Większości z nas czasem przychodzi jakiś bardzo ambitny pomysł do głowy, ale go porzucamy, bo warunki nie sprzyjają, bo mamy za mało czasu albo za późno się za to zabraliśmy. To nie jest dobre podejście, a dzisiejszy gość jest na to dowodem.

Od dawna fascynuje mnie wizja z filmu „Dzień Świstaka”, w którym bohater codziennie przeżywa ten sam dzień na nowo. W końcu postanawia wykorzystać okazję i nauczyć się wszystkich rzeczy, których pragnął, ale nie miał nigdy na nie dość czasu. W ten sposób nauczył się między innymi gry na pianinie. Kto by tak nie chciał?!

Niestety rzeczywistość jest o wiele bardziej prozaiczna i jeśli sami nie znajdziemy czasu na naukę, nigdy się nie nauczymy. Co więcej, usłyszymy, że na niektóre rzeczy jesteśmy już za starzy, że uczyć się ich należy od dziecka. Z podciętymi skrzydłami i brakiem wiary wracamy do szarości dnia. Ale tak nie musi być. Za przykład chciałbym wskazać Kamila Bryckiego, który w wieku 19 lat rozpoczął naukę gry na skrzypcach. Odbyłem z nim rozmowę o początkach tej pasji, trudnościach i efektach kilkuletniej, wytężonej pracy.

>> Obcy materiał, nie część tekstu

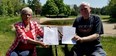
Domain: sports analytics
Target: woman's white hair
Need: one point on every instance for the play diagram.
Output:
(26, 10)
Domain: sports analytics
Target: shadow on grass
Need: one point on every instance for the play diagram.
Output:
(44, 51)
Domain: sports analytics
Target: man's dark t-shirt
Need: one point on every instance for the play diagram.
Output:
(86, 27)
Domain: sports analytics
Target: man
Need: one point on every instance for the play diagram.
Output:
(88, 30)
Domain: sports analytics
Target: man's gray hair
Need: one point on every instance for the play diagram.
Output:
(85, 3)
(26, 9)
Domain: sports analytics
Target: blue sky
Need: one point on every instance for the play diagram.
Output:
(93, 3)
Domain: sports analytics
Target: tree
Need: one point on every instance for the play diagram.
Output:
(35, 5)
(61, 6)
(112, 8)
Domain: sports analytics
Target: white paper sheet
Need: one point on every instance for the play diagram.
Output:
(68, 34)
(50, 36)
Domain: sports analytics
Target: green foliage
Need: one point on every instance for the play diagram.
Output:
(112, 8)
(108, 45)
(50, 8)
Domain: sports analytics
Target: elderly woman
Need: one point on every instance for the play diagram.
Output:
(26, 33)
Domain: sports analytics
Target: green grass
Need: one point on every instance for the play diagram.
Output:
(7, 36)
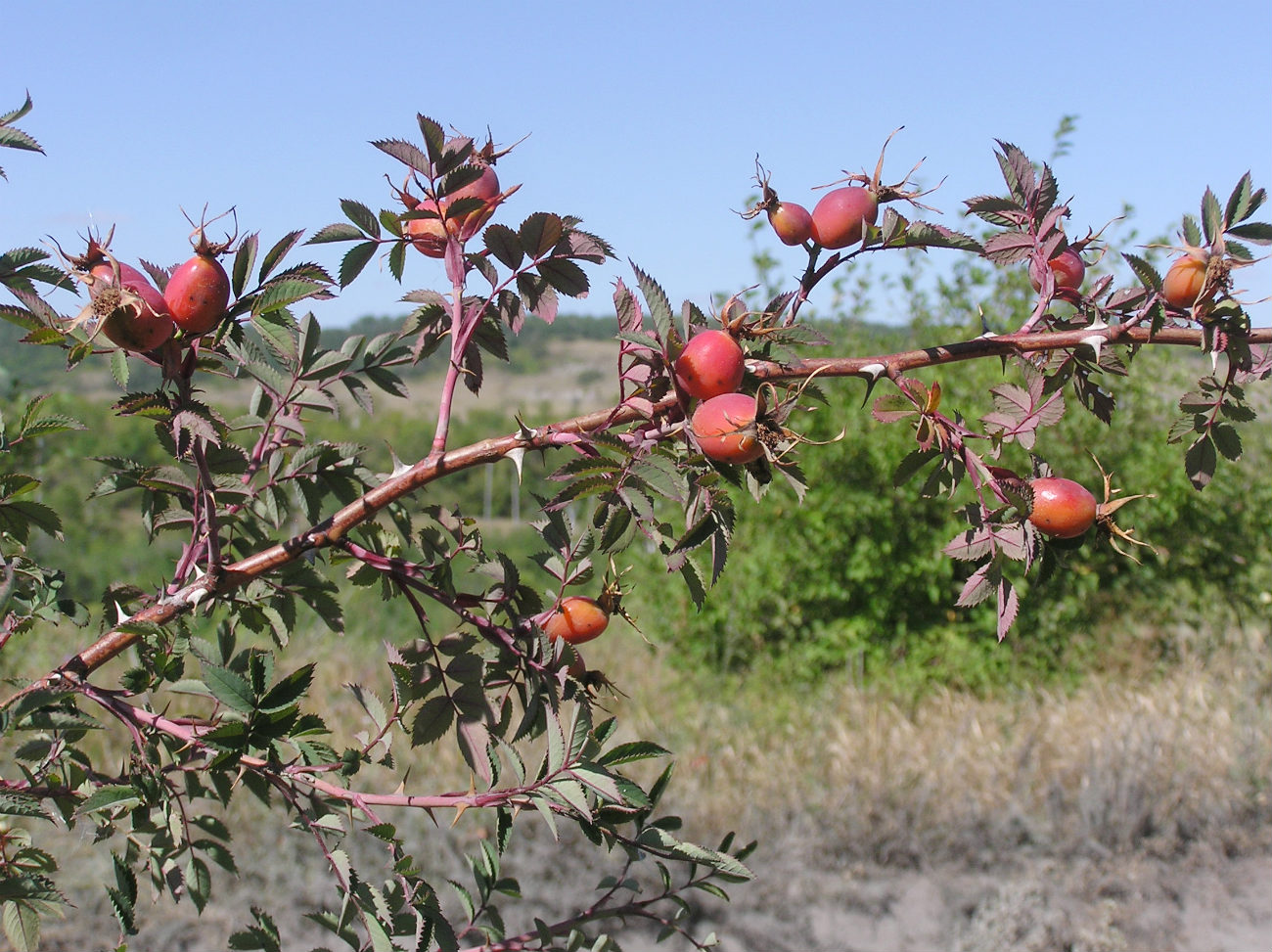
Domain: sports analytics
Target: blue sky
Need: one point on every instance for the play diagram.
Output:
(644, 118)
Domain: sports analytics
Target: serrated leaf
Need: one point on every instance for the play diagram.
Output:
(199, 883)
(1211, 216)
(283, 292)
(114, 796)
(1228, 440)
(22, 926)
(978, 587)
(539, 233)
(911, 465)
(339, 232)
(278, 252)
(1146, 273)
(1009, 248)
(1254, 232)
(1009, 606)
(565, 276)
(229, 688)
(354, 261)
(1239, 202)
(119, 367)
(432, 720)
(659, 305)
(243, 261)
(632, 751)
(361, 216)
(406, 153)
(1200, 462)
(505, 245)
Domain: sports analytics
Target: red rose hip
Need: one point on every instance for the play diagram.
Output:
(1061, 508)
(198, 295)
(725, 428)
(710, 364)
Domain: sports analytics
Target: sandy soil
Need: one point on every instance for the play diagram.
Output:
(804, 899)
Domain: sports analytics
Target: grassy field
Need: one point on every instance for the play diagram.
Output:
(848, 786)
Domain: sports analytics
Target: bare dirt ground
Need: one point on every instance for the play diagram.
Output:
(1200, 900)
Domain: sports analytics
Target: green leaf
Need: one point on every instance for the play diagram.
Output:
(20, 804)
(18, 519)
(1228, 440)
(1239, 204)
(1211, 216)
(199, 883)
(1146, 273)
(539, 233)
(361, 216)
(659, 307)
(22, 926)
(278, 252)
(565, 276)
(283, 292)
(289, 690)
(229, 688)
(1255, 232)
(339, 232)
(1200, 462)
(243, 260)
(354, 261)
(505, 245)
(405, 152)
(632, 751)
(278, 331)
(114, 796)
(432, 720)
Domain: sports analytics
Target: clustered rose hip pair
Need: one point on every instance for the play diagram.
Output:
(134, 314)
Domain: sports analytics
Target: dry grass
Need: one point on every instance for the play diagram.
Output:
(1156, 762)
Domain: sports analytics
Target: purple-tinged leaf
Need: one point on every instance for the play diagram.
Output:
(1009, 248)
(1211, 216)
(1200, 462)
(1255, 232)
(1009, 605)
(407, 153)
(539, 233)
(354, 261)
(972, 544)
(361, 216)
(891, 407)
(978, 587)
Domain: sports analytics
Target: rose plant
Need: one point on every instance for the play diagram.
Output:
(216, 703)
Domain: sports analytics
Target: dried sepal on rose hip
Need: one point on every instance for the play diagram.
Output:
(1186, 280)
(199, 291)
(1068, 270)
(842, 216)
(465, 200)
(1065, 509)
(579, 618)
(123, 304)
(710, 364)
(741, 428)
(792, 221)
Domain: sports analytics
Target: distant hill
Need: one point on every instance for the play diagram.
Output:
(26, 369)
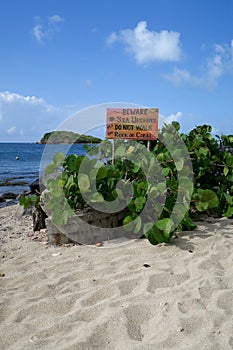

Kamil jest studentem akustyki, ze specjalnością protetyka słuchu, współautorem serwisu Music to the People i 22-latkiem, który nie dał sobie wmówić, że nauka gry na skrzypcach w dorosłym wieku to zły pomysł.

Łukasz Kielban – Podjąłeś, jak mi się wydaje, dość odważną decyzję o nauce gry na skrzypcach, bo ta raczej kojarzy się z czymś co należy zacząć już w dzieciństwie. Jak to się stało, że wpadłeś na taki pomysł i zacząłeś go realizować?

Kamil Brycki – Wpadłem na taki pomysł już w gimnazjum, kiedy usłyszałem „Smells Like Teen Spirit”, bardzo popularnego utworu, nie w wykonaniu Nirvany, a w wykonaniu Davida Garretta. To jest bardzo profesjonalny skrzypek. To wykonanie skrzypcowe z orkiestrą mnie urzekło i stwierdziłem, że muszę się tego nauczyć. Ta myśl nie opuszczała mnie dość długo. Jednak kiedy byłem w gimnazjum nie byłem najbardziej śmiałą osobą. Nie znałem też nikogo w świecie muzyki i nie znalazłem nauczyciela w swoim rodzinnym mieście.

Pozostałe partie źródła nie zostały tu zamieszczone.